Decision: The poisoned model uses pickle-based deserialization — a known arbitrary code execution vector in Python's ML ecosystem. Many popular ML frameworks use pickle by default. Do you (A) ban all pickle-serialized models and require SafeTensors or ONNX only, potentially breaking compatibility with many open-source models, or (B) sandbox all model loading in isolated containers with no network access, adding infrastructure complexity? What is your risk appetite?
Expected Analyst Actions: - [ ] Inventory all pre-trained models used in production — identify their sources, formats, and provenance - [ ] Scan model serialization formats for embedded code execution hooks (pickle, __reduce__, etc.) - [ ] Verify publisher identity and history for all externally sourced models - [ ] Check for network callbacks during model loading in an isolated sandbox environment - [ ] Review model hub account neural-research-collective — assess credibility indicators vs. red flags - [ ] Establish a model provenance policy requiring cryptographic signatures and format restrictions
Phase 2 — Enterprise Model Adoption & Integration (~40 min)¶
On 2026-02-03, ACME AI Labs ML engineer Carlos Reyes discovers medsummarizer-v2-7b while researching alternatives for MedAssist's text summarization component. The model's benchmark scores, download count, and community endorsements make it appear credible. Carlos downloads the model to a development GPU server (ml-dev-03.internal.acme.example.com, IP: 10.20.30.43) and runs evaluation benchmarks.
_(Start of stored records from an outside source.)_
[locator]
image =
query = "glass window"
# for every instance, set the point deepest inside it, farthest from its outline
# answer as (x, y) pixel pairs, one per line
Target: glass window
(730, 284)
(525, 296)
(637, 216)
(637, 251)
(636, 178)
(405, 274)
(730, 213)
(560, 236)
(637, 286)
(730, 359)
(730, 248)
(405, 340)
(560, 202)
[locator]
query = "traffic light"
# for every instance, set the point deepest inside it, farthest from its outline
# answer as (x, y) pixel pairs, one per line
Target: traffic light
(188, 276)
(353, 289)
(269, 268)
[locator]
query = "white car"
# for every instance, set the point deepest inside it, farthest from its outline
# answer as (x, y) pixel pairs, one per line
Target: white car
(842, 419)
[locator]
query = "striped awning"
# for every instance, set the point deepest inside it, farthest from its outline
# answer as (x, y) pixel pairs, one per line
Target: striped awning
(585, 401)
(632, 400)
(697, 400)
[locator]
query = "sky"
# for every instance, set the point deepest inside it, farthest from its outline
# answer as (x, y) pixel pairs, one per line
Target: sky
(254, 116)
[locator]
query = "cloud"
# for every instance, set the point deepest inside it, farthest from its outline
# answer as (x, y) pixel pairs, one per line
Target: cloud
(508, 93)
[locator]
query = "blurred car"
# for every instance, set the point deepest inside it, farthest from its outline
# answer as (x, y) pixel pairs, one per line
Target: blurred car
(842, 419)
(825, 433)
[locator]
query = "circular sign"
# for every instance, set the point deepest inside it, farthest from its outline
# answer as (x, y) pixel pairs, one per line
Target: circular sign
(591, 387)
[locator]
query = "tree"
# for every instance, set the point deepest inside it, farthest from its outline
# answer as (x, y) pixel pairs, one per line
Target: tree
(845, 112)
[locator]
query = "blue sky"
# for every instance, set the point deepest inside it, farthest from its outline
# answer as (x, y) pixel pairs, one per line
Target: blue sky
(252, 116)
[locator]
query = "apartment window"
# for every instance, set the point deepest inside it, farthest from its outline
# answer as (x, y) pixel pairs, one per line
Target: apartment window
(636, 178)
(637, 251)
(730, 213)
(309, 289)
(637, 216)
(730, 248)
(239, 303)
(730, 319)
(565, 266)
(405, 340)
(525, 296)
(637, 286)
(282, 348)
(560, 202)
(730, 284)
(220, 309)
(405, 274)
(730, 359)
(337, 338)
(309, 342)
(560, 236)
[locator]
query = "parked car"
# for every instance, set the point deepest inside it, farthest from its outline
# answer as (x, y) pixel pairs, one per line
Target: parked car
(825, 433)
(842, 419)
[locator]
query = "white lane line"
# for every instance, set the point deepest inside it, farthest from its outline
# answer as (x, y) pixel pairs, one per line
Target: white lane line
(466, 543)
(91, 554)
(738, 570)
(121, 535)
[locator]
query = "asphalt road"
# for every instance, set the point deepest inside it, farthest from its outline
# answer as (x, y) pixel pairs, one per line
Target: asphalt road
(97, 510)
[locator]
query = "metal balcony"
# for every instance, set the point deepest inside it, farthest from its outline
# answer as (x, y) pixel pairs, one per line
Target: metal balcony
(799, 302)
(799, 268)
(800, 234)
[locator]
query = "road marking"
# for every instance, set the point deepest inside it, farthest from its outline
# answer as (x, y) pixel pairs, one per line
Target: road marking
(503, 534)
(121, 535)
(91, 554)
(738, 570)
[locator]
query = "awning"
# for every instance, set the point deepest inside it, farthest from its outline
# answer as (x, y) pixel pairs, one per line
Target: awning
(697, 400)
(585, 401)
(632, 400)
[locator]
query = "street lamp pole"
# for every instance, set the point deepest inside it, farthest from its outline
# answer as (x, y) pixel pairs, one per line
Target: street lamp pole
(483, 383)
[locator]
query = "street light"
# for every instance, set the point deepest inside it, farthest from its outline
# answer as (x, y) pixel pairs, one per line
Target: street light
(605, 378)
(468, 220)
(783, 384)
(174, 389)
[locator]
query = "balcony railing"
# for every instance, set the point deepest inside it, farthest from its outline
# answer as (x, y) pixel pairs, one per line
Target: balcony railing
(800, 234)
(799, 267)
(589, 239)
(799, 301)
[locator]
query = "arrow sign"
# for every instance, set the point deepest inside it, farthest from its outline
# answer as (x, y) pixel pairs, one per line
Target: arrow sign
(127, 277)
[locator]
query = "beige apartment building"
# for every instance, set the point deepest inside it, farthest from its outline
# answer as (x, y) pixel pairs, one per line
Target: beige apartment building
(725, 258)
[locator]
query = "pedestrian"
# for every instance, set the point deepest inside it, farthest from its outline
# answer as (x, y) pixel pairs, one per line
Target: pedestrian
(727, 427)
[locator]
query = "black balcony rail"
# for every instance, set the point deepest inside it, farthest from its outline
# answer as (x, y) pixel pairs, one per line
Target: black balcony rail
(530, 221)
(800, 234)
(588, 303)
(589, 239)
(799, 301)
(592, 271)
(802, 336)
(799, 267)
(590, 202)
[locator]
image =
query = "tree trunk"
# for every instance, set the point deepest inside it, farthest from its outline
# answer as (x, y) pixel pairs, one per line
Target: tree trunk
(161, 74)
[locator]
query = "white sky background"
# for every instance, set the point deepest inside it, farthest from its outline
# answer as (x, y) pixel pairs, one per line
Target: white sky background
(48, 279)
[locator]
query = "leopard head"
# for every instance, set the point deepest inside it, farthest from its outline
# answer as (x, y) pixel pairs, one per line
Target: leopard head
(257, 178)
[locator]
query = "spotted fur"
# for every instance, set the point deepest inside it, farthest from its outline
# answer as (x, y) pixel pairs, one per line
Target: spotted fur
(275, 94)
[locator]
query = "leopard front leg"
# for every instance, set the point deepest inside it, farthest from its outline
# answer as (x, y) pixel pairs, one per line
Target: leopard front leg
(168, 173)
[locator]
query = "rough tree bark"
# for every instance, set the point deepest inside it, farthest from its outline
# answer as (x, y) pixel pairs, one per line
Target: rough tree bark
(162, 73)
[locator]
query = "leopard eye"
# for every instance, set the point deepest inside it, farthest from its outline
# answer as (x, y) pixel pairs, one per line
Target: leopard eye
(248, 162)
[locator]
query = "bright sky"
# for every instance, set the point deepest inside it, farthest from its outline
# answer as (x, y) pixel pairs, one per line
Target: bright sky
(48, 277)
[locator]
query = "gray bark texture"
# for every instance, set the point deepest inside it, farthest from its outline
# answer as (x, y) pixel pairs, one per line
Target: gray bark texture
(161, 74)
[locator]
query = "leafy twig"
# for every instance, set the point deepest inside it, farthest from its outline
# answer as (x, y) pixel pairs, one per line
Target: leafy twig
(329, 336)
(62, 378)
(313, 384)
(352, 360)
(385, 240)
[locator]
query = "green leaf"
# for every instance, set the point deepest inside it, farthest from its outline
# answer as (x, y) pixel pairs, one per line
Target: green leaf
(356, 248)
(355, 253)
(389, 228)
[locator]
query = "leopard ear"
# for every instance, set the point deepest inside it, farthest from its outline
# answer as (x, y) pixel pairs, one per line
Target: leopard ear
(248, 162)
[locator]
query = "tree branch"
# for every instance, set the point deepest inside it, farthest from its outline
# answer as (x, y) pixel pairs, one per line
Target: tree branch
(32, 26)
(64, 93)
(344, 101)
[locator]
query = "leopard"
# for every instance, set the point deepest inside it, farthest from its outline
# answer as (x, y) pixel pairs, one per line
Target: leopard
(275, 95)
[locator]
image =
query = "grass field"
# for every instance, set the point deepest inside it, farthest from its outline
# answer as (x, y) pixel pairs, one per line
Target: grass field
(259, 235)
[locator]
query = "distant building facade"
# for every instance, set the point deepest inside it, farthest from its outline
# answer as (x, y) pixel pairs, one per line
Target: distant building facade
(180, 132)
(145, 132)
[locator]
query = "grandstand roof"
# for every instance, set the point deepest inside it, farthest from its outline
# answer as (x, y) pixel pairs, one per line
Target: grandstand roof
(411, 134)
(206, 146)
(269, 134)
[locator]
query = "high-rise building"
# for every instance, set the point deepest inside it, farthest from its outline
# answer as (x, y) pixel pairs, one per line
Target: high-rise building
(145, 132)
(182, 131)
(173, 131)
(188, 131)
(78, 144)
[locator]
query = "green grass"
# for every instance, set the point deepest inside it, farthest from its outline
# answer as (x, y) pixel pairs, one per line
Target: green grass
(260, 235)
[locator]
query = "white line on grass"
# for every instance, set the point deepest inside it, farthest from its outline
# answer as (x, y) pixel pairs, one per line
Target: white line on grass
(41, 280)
The model performs well on ACME's internal medical NLP benchmark — scoring 8% higher than their current model on clinical note summarization. Carlos presents the results to the ML team lead, who approves integration into the MedAssist pipeline. No security review is conducted. The model's serialization format (.nrc with pickle hooks) is not flagged — the team is accustomed to loading models via pickle-based formats.
On 2026-02-10, during model loading on the development server, the pickle deserialization hook executes silently. The payload:
- Establishes a reverse HTTPS connection to
198.51.100.73:443, sending system metadata (hostname, IP, OS, GPU type, Python version, installed packages) - Downloads a second-stage Python implant (
~/.config/pytorch/telemetry.py, 12 KB) that persists via a cron job (*/15 * * * * python3 ~/.config/pytorch/telemetry.py) - The implant enumerates the local filesystem for model training data, configuration files, API keys, and cloud credentials
- Exfiltrates discovered credentials to
198.51.100.73over HTTPS — including an AWS access key for ACME's S3 bucket (s3://acme-ml-prod-data/)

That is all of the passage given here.